CC – Où débute la responsabilité de l’employeur lorsque les salariés sont en télétravail ?

OB – D’une manière générale, l’employeur doit assurer la sécurité et la santé de ses salariés. Avec la démocratisation du télétravail ces dernières années, il doit réinterroger les risques potentiels liés à cette nouvelle situation. Afin de continuer à leur apporter un environnement confortable, il est supposé leur verser des indemnités pour qu’ils puissent s’équiper d’un matériel de travail qualitatif (bureau, chaise ou encore ordinateur adaptés). Cela évitera l’apparition de douleurs corporelles sur du long terme. L’employeur doit également être vigilant à certains phénomènes comme l’isolement social entraînant, par exemple, de possibles dépressions. Pour cela, il doit s’assurer que le manager reste en lien avec ses équipes, fédérer de temps à autre, ou encore mettre à disposition des psychologues du travail.

Il existe une législation spécifique pour les accidents de travail. Par définition, ils se déroulent sur le lieu et temps de travail. Mais lorsqu’on travaille chez soi, le domicile devient le lieu de travail, ce qui complexifie cette définition d’un point de vue légal. Lorsque un accident se produit à domicile, il n’est pas considéré comme un accident de travail s’il a eu lieu pendant un temps de pause – moment où le salarié peut vaquer librement à ses occupations personnelles -, ou bien si cet accident n’était pas inhérent à la mission du salarié, ou encore si une tâche inhabituelle a été exécutée sans demande explicite du manager. C’est exactement pareil pour un accident à l’extérieur si le salarié était en voiture ou allait faire une course.

CC – Comment doit réagir le salarié en cas d’accident en télétravail ?

OB – Le salarié en télétravail doit immédiatement déclarer l’accident auprès de son employeur, envoyer un formulaire à la CPAM, et aller chez le médecin pour tenter d’apporter des preuves. Prouver ce qu’il s’est passé est le plus difficile en télétravail, car personne n’était présent pour confirmer la version du salarié blessé. La Sécurité sociale va alors mener une enquête. Le délai d’instruction peut durer de 30 jours à 3 mois. Ensuite, la décision finale appartient au juge. Chaque situation comporte des détails qui peuvent faire basculer cette décision dans un sens ou dans l’autre.
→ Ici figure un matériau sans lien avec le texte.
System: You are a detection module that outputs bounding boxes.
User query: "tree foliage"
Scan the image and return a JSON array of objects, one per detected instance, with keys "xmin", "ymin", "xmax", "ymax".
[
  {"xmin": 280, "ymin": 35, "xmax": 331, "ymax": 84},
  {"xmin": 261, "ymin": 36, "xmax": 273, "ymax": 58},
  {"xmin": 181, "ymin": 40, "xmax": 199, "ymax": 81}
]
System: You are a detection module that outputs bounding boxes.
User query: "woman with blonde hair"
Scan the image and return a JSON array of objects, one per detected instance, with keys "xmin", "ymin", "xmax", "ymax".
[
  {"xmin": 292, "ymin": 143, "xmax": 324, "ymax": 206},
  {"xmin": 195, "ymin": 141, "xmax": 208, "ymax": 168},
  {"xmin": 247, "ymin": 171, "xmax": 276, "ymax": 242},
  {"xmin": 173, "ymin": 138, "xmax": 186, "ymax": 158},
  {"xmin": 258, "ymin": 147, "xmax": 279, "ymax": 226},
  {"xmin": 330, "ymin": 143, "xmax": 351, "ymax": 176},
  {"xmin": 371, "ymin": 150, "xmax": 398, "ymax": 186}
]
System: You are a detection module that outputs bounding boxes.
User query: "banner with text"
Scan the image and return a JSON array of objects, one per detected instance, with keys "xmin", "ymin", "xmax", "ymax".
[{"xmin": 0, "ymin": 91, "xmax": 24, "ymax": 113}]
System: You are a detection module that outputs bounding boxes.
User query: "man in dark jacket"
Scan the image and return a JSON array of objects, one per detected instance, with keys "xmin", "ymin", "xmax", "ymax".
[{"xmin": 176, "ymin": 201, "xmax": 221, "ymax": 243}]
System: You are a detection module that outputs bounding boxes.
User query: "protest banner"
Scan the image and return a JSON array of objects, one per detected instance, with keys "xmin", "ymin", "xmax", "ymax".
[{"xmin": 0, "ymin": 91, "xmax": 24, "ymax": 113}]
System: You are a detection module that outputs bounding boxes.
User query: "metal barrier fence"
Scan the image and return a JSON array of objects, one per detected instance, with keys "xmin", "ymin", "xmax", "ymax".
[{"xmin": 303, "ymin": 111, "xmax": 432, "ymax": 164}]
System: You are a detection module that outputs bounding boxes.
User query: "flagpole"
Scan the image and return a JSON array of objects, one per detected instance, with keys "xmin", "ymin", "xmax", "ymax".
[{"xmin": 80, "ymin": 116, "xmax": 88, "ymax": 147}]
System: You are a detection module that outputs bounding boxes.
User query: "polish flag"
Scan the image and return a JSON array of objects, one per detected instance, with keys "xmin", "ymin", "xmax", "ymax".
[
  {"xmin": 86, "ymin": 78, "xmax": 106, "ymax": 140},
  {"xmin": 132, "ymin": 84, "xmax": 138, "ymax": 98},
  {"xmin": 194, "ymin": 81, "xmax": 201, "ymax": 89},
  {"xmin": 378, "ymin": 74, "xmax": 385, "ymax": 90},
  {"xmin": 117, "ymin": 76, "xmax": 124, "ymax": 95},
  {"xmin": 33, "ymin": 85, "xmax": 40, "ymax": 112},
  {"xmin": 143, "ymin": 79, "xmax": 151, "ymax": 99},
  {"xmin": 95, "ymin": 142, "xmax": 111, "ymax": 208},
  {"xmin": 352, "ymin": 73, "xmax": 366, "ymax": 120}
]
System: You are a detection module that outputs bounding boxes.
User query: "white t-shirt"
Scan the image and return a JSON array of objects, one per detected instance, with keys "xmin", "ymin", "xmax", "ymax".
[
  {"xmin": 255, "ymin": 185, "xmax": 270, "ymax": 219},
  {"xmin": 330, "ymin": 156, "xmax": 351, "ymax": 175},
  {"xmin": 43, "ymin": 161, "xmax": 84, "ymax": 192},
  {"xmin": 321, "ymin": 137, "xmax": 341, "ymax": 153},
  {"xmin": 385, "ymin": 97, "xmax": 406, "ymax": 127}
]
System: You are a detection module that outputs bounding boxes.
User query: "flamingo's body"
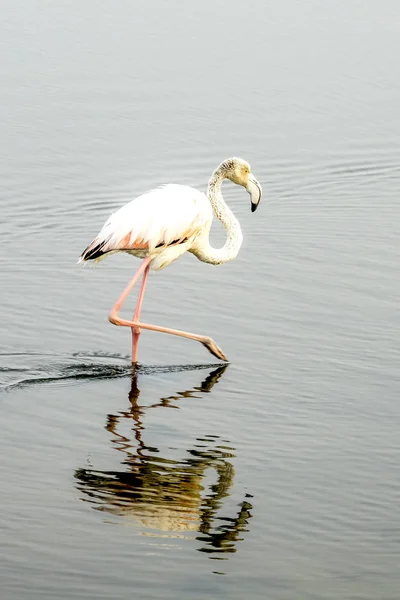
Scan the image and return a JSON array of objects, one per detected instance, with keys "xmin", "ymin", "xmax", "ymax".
[
  {"xmin": 82, "ymin": 183, "xmax": 214, "ymax": 270},
  {"xmin": 79, "ymin": 158, "xmax": 261, "ymax": 362}
]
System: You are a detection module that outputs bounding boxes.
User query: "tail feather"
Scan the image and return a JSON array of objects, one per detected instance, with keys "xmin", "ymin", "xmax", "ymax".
[{"xmin": 78, "ymin": 238, "xmax": 110, "ymax": 262}]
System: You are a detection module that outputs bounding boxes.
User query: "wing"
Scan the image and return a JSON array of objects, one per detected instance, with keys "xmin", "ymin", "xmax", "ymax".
[{"xmin": 81, "ymin": 184, "xmax": 213, "ymax": 260}]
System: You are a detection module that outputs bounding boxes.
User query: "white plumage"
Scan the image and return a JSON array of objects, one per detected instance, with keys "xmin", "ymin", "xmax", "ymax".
[
  {"xmin": 81, "ymin": 183, "xmax": 213, "ymax": 269},
  {"xmin": 79, "ymin": 158, "xmax": 262, "ymax": 363}
]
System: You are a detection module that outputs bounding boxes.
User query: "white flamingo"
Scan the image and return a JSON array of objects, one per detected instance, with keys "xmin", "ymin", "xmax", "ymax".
[{"xmin": 79, "ymin": 158, "xmax": 262, "ymax": 363}]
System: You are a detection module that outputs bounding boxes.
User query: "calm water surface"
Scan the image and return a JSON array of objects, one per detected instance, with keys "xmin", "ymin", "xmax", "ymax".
[{"xmin": 0, "ymin": 0, "xmax": 400, "ymax": 600}]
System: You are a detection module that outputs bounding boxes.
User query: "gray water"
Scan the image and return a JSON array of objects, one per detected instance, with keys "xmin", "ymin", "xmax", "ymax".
[{"xmin": 0, "ymin": 0, "xmax": 400, "ymax": 600}]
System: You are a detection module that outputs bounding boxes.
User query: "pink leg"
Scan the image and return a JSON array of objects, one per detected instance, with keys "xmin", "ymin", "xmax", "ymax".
[
  {"xmin": 132, "ymin": 264, "xmax": 150, "ymax": 364},
  {"xmin": 108, "ymin": 257, "xmax": 227, "ymax": 360}
]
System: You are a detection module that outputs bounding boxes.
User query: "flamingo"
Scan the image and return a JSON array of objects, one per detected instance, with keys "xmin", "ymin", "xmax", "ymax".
[{"xmin": 78, "ymin": 158, "xmax": 262, "ymax": 364}]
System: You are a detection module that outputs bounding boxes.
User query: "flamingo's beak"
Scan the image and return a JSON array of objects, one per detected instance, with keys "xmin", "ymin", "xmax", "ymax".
[{"xmin": 246, "ymin": 173, "xmax": 262, "ymax": 212}]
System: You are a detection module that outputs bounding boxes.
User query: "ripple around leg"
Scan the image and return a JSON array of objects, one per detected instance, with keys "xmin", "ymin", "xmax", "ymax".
[{"xmin": 0, "ymin": 351, "xmax": 227, "ymax": 391}]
Il est très avantageux d’obtenir gain de cause, car cela permet d’obtenir de meilleures indemnités journalières dès le début de l’arrêt de travail jusqu’à la guérison, ou encore d’être protégé contre une procédure de licenciement de l’employeur.

Dans le cas de la blessure de l’employée de la mairie de Paris, le tribunal administratif de Paris n’a pas requalifié son accident en accident de travail, car « si cet accident s’est déroulé sur le temps du service de la requérante, les circonstances de cet accident ne peuvent être regardées comme constituant le prolongement normal ou relevant de l’exercice de ses fonctions », a-t-il précisé début février 2024.